I've never heard of the curdling... and I've never used a magic bullet. Have you tried using YouTube to find a how-to video with that method? I want to troubleshoot with you 🙂
Dawn says
Thank you for the Mayo recipe!! I have never been a fan of mayo, I have always preferred miracle whip instead. But, since starting the whole 30 I am really trying to expand and try new foods. I did read that sometimes if your olive oil has an aftertaste it will affect the taste of your mayo and that may be some peoples issues with taste. A recommendation that I had seen somewhere is if you don't care for the olive oil taste on your finger alone, then you will not like it in your mayo. I was also starting to wonder if maybe some people's half of a lemon may be larger than others. When I juiced my half I had over 6 Tbsp. I thought that if I added all of that I was certain it would make it to runny. So I only added about 3 Tbsp. and if seemed a little loose so I went at it with the blender again and it thickened right up. It's too bad there are so many critical comments. I think we all need to understand that sometimes it is trial and error and also need to understand that the store bought mayo is full of unhealthy preservatives which affect taste and we have become accustomed to the take of all that garbage. I do thank you for the recipe as I know that I will make it again and I can already imagine dipping my sweet potato fries in this. Yum!
Robyn says
I have made it three times now and perfect every time! Love it! I never knew making my own mayo would be so easy. And it’s been a life saver while doing Whole30! I have used it to make chicken or tuna salad. Thanks for sharing!

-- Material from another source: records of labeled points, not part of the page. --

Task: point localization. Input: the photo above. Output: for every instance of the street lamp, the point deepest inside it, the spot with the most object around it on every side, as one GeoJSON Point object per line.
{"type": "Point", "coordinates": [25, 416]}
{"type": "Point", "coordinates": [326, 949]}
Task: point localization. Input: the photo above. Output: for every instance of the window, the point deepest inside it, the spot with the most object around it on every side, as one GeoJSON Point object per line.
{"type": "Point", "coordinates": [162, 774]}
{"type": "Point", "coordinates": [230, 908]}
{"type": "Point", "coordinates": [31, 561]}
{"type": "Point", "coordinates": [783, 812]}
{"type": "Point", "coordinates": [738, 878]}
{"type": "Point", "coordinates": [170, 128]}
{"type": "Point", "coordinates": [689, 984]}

I am so happy to hear that! I feel like it's a game changer, too. Have you tried the chicken and tuna salad recipes on my site yet?
Jody Johnson says
Yay! It worked for me, and I'm so excited to have some yummy mayo! I followed the instructions in the Whole 30 cookbooks, and it turned out completely liquidy, so I'm very glad I found your recipe on Pinterest! Thank you!
Hi Jody. That makes me so happy to hear. Paleo mayonnaise can be super finicky, so I'm relieved this recipe is working for you. You'll have to try it incorporated in my chicken and tuna salad recipes, too. So delicious!